Chancellor Angela Merkel raised the issue with US President Barack Obama on his June visit and has come under pressure in the run-up to September elections over Germany's knowledge of it. Since then the government has announced a probe into ties between its secret services and US agencies whose sweeping online surveillance was revealed by fugitive intelligence analyst Edward Snowden.
Merkel has stressed that Germany "is not a surveillance state" and that "German law applies on German soil" but also conceded that this has its limits in the age of global telecommunication systems.
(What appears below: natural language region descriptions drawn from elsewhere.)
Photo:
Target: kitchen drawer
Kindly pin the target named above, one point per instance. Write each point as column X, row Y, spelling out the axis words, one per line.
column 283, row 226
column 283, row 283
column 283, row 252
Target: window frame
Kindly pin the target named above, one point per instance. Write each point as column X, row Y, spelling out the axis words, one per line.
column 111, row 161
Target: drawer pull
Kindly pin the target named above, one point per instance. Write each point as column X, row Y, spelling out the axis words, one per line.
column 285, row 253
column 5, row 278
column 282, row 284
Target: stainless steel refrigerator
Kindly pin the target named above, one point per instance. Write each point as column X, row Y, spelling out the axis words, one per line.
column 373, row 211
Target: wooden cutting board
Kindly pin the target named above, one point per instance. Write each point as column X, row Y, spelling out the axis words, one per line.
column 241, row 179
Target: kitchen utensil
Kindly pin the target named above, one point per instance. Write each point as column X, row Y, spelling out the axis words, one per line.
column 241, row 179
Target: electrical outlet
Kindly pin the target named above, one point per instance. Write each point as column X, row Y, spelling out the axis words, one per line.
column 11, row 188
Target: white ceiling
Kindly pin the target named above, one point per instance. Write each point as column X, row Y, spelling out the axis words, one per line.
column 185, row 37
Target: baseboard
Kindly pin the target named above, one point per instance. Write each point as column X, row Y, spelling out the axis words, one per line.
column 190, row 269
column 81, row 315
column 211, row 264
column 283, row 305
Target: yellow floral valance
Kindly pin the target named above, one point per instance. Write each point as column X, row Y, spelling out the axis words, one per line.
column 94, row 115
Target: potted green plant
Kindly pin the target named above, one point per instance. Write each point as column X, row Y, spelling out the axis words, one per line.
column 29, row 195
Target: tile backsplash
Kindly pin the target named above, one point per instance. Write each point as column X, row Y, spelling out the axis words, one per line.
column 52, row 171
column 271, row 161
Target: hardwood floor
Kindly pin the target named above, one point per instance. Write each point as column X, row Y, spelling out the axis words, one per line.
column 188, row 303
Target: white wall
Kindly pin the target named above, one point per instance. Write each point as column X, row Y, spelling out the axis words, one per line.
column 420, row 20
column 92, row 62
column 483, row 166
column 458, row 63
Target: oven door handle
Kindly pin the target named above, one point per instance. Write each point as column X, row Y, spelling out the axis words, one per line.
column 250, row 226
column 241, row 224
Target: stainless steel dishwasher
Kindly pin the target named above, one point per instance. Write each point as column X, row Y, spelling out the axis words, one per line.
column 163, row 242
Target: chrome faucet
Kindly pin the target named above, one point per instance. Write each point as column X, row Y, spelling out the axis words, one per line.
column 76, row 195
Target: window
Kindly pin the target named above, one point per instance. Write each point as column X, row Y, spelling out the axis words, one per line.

The foreign ministry statement said the surveillance deal - a kind of exemption regarding German telecommunications secrecy - from 1968-1969 with Washington and Britain had been annulled in "joint agreement".
According to media reports, it allowed the former Allies to request surveillance data from Germany's intelligence services when it related to the safety of their troops stationed in Germany. "The annulment of the administrative agreements, which we have pushed for in recent weeks, is a necessary and proper consequence from the recent debate on privacy protection," Westerwelle said in the statement. The government had stressed that the accord was effectively of no significance and no longer applied.
Germans are especially sensitive to the issue of state surveillance amid memories of Nazism and the East German communist regime. Britain, the United States and France stationed troops in western Germany after World War II and it was an important base for the Nato allies during the Cold War.